“There has been controversy over the question of how well mRNA levels can predict protein levels,” said cell and molecular biologist Marko Jovanovic of Columbia University who was not involved in the study. “A few papers claim that their predictive power is very limited, others say they predict it very well. . . . The problem [is] that it depends what you are looking at—are you interested in the expression differences of different genes within the same tissues, or of the same gene in different tissues? Here, [the authors] have nicely separated these two, which is crucially important.”
In 2014, two papers published in Nature provided the first draft maps of the human proteome—each detailing the abundance and distribution of the assorted proteins throughout the body’s tissues—as determined by mass spectrometry. Amongst the multitude of data in one of the papers was a practical nugget of information: from looking at the vast array of proteins and their corresponding mRNAs in the various tissues, the authors had determined that mRNA levels are good surrogates for protein levels. If true, this would be really handy, said Jovanovic, “because it’s much easier to measure RNA levels.”
See “Human Proteome Mapped”
Most biologists would likely have nodded at this conclusion and read on, but to bioengineer Nikolai Slavov of Northeastern University in Boston, the paper’s claim represented a statistical “elephant in the room,” he said. “It was clear to me that this was not consistent with their data from the moment I saw it, and that’s why we decided to reanalyze the data.”
The problem, Slavov said, was that, in the original study, changes in mRNA and protein levels between different genes, which can vary by 1,000-fold or more, had been grouped together with expression differences for individual genes between tissues, which are “usually within a 10-fold range.” Analyzing the data en masse in this way had created “a classical Simpson’s paradox,” said Slavov—a statistical phenomenon whereby apparent trends in individual sets of data disappear or reverse when the sets are pooled.
Sure enough, when Slavov reanalyzed the raw data files from the two Nature studies together with those from a more recent proteome study he found that, when individual genes were compared across different tissues, the mRNA data barely predicted protein levels at all.
Noise within the data was responsible for some of this unpredictability, Slavov said, but there were enough reproducible results in different data sets to suggest that the rest of the unpredictability was due to tissue-specific post-transcriptional regulation. In short, Slavov explained, differences in things like mRNA degradation, protein degradation, and protein secretion between cell types render the mRNA level of an individual gene a very poor predictor of its protein abundance across tissues.
The paper is not implying that one should never trust mRNA levels as an indicator of protein expression, said systems biologist Michael Springer of Harvard Medical School who was not involved in the study. Of mRNA and protein levels being correlated, he said, “grossly, that is true. Highly expressed mRNAs lead to highly expressed proteins, lowly expressed mRNAs lead to lowly expressed proteins.”

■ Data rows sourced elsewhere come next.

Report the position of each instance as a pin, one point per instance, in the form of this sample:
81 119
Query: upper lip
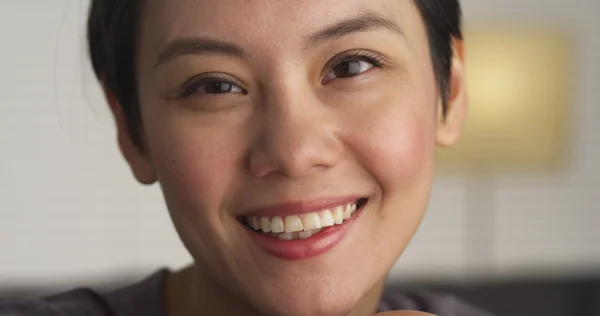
301 207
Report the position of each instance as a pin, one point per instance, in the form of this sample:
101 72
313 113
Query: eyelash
378 61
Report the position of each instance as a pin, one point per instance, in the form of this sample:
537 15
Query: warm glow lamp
518 86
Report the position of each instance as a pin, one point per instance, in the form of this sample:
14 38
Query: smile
305 234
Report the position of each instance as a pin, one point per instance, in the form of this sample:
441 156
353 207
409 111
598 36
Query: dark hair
113 30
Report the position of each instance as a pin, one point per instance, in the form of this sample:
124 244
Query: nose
295 139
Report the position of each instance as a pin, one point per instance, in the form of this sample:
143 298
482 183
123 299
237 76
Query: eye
352 66
211 86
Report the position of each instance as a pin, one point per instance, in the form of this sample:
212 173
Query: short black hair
113 30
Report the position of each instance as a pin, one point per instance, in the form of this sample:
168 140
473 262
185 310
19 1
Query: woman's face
260 110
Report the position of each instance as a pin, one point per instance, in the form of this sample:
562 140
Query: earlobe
450 126
139 162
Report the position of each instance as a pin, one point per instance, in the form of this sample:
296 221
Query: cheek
396 143
194 166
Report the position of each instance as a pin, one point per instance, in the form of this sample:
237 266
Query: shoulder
143 298
435 303
76 302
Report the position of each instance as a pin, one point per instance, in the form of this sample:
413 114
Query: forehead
262 24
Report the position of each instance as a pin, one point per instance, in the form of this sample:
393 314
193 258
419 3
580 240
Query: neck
191 292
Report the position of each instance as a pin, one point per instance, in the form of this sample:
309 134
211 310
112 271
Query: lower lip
300 249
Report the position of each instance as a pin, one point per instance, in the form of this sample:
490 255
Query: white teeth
301 226
311 221
305 234
327 219
348 212
338 215
256 223
286 236
293 224
265 224
277 225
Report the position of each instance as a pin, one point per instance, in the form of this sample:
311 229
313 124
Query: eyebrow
362 23
207 46
198 46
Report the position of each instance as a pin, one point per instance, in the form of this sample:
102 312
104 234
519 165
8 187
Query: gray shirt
146 298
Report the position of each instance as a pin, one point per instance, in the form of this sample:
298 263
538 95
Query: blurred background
513 223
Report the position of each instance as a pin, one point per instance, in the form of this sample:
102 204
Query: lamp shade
518 87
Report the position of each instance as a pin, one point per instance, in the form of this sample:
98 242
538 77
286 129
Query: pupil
218 87
347 69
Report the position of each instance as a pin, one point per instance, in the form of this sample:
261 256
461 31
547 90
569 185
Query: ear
450 126
139 161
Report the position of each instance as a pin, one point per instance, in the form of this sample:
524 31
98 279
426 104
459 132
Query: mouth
302 226
303 235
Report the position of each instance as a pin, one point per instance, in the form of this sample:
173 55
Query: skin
289 136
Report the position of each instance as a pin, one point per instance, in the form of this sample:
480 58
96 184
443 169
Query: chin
333 299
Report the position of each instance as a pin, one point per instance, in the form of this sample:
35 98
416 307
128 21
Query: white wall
71 212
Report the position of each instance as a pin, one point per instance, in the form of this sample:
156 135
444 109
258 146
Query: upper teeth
303 222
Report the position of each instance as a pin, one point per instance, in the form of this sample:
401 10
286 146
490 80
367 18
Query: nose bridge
295 137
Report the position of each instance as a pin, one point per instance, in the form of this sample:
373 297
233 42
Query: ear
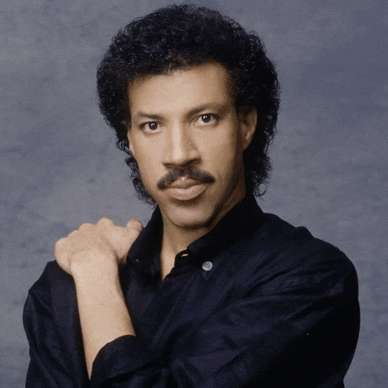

“But,” he went on, “if the differences are more subtle—as they often are for the same gene in different tissues or under different conditions, then you should be careful about using mRNA as a readout of protein level. . . It really depends on the question one is asking.”
The Scientist reached out to Bernhard Küster, one of the authors of the 2014 Nature study, but did not get a response.
A. Franks et al., “Post-transcriptional regulation across human tissues,” PLOS Computational Biology, 13:e1005535, 2017.